James Montier on European Dividend Swaps

Author's Avatar
Aug 31, 2010
James Montier of GMO published a white paper entitled “A Man from Different Time” (a free registration is required). The paper treats the issue of dividend and its relevant to investment returns. Especially, he recommends European Dividend Swaps.


My notes:
  • Nowadays, average holding period for NYSE listed stocks is 8-months.

  • Short Turn, return is generated by price fluctuation; over the very long term dividends have accounted for 90% of total return.

  • Stock repurchases are not the same as dividends. Dividends tends to be raised and lowered much slower than repurchases.

  • Dividend swaps exists allowing investors to trade dividends independent of the stock market.

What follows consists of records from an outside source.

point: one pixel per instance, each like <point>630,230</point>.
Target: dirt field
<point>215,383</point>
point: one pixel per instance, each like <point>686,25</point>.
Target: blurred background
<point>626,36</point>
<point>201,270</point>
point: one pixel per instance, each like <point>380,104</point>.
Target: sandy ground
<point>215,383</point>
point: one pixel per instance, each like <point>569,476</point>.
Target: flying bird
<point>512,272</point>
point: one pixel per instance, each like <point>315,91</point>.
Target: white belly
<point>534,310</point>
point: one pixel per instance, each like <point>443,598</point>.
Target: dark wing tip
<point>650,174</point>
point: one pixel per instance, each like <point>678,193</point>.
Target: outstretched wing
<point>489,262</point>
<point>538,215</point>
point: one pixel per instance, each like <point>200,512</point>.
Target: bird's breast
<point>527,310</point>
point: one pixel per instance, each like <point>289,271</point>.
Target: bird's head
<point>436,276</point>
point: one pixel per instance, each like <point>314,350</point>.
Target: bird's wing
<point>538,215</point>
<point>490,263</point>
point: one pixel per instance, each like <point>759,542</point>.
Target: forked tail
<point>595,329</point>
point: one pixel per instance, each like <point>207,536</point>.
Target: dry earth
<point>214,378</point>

  • Te European dividend swaps are traded as if dividends will have virtually zero growth between now and 2019, in another word, European dividends are priced as for the great Depression.

  • James Montier’s model shows today’s contract of Eurostocxx 50 dividend swaps are 40 to 60% below intrinsic value.

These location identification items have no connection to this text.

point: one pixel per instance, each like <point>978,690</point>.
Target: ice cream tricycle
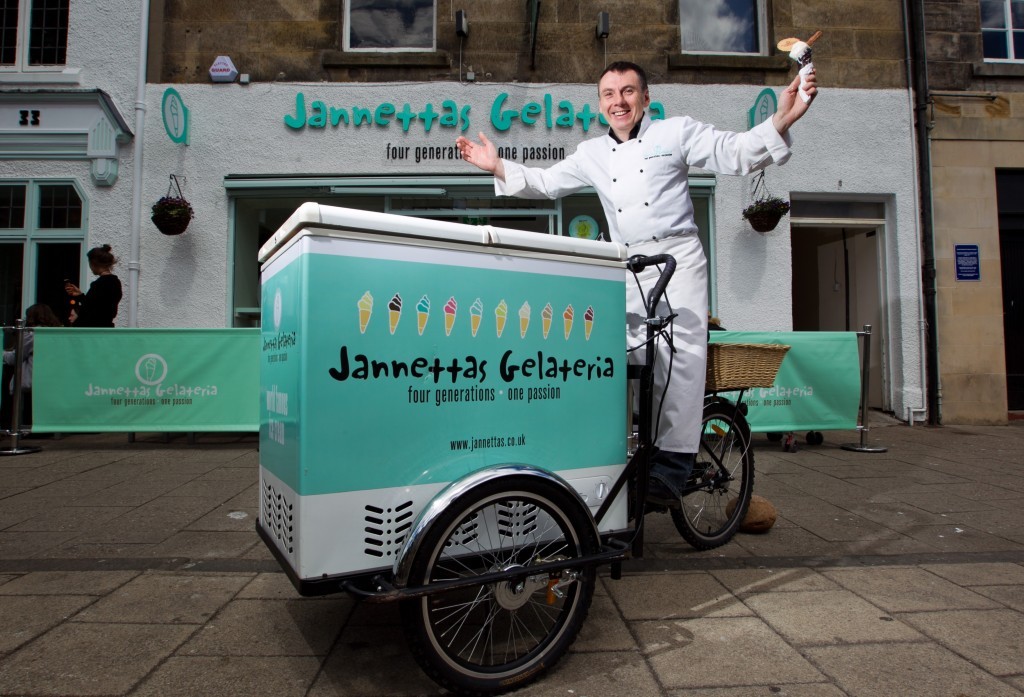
<point>444,425</point>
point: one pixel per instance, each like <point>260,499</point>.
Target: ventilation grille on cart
<point>279,517</point>
<point>386,528</point>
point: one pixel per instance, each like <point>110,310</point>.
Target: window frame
<point>1007,32</point>
<point>762,29</point>
<point>22,63</point>
<point>347,36</point>
<point>31,235</point>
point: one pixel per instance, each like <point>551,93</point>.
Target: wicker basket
<point>735,366</point>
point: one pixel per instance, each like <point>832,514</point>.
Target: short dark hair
<point>626,67</point>
<point>101,256</point>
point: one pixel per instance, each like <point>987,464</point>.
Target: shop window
<point>33,33</point>
<point>1003,30</point>
<point>59,207</point>
<point>390,25</point>
<point>723,27</point>
<point>42,228</point>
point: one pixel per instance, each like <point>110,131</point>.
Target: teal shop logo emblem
<point>151,368</point>
<point>365,309</point>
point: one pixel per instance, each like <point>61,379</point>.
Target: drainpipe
<point>136,192</point>
<point>914,19</point>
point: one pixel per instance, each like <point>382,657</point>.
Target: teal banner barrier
<point>817,387</point>
<point>145,380</point>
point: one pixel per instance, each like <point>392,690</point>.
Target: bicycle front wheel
<point>496,637</point>
<point>720,489</point>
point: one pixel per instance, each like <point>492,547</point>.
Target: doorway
<point>837,287</point>
<point>1010,193</point>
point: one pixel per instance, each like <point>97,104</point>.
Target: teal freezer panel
<point>419,373</point>
<point>282,343</point>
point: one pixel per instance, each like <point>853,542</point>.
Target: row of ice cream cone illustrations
<point>451,311</point>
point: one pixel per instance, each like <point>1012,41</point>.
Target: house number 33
<point>27,115</point>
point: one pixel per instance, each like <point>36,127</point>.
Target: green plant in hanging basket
<point>171,215</point>
<point>765,213</point>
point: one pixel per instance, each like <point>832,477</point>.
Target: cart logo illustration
<point>151,368</point>
<point>365,307</point>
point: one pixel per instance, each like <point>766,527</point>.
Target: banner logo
<point>151,368</point>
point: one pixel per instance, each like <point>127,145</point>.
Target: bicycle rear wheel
<point>497,637</point>
<point>720,488</point>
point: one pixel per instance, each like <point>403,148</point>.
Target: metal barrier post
<point>865,379</point>
<point>15,402</point>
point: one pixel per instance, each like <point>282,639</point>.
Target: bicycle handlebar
<point>639,262</point>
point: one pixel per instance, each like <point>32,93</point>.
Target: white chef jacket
<point>643,187</point>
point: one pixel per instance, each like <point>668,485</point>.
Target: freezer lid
<point>352,220</point>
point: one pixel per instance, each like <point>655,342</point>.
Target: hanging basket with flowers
<point>172,213</point>
<point>766,211</point>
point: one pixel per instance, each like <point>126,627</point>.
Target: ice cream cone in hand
<point>546,315</point>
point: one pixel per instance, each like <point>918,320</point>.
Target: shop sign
<point>175,117</point>
<point>504,115</point>
<point>763,109</point>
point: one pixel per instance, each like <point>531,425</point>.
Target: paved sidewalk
<point>134,569</point>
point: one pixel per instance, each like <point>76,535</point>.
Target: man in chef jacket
<point>639,169</point>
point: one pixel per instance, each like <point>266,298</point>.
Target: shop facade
<point>376,131</point>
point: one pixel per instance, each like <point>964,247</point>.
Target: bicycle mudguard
<point>453,491</point>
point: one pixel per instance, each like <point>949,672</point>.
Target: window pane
<point>48,33</point>
<point>719,26</point>
<point>59,207</point>
<point>994,44</point>
<point>993,14</point>
<point>12,207</point>
<point>54,262</point>
<point>391,24</point>
<point>8,32</point>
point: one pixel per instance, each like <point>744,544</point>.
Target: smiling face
<point>623,100</point>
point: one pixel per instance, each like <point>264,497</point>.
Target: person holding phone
<point>98,307</point>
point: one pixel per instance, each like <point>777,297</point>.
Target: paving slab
<point>815,617</point>
<point>166,598</point>
<point>907,590</point>
<point>90,659</point>
<point>991,639</point>
<point>905,669</point>
<point>230,677</point>
<point>722,652</point>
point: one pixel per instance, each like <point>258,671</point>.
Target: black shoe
<point>660,492</point>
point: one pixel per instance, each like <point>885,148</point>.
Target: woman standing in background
<point>98,307</point>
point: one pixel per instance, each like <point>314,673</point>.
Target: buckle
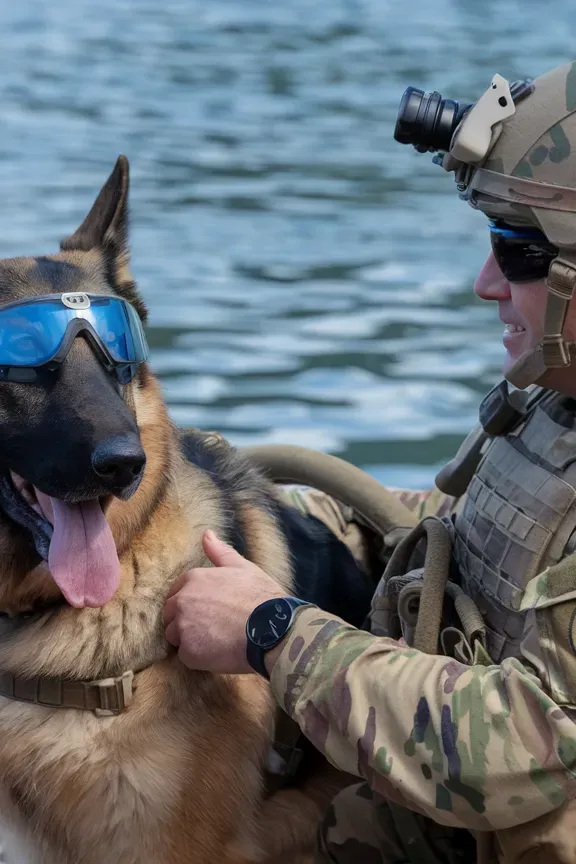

  • Dividend swaps have additional benefits of inflation protection and survivor bias favorability.

  • James Montier concluded that:
    European dividend swaps offer an intriguing opportunity to capture one of the main generators of returns, protected against the vagaries of Mr. Market’s assigned valuations, at a cheap price (thanks to oversupply from investment banks), as well as a large margin of safety and an offer of some long-term infl ation protection.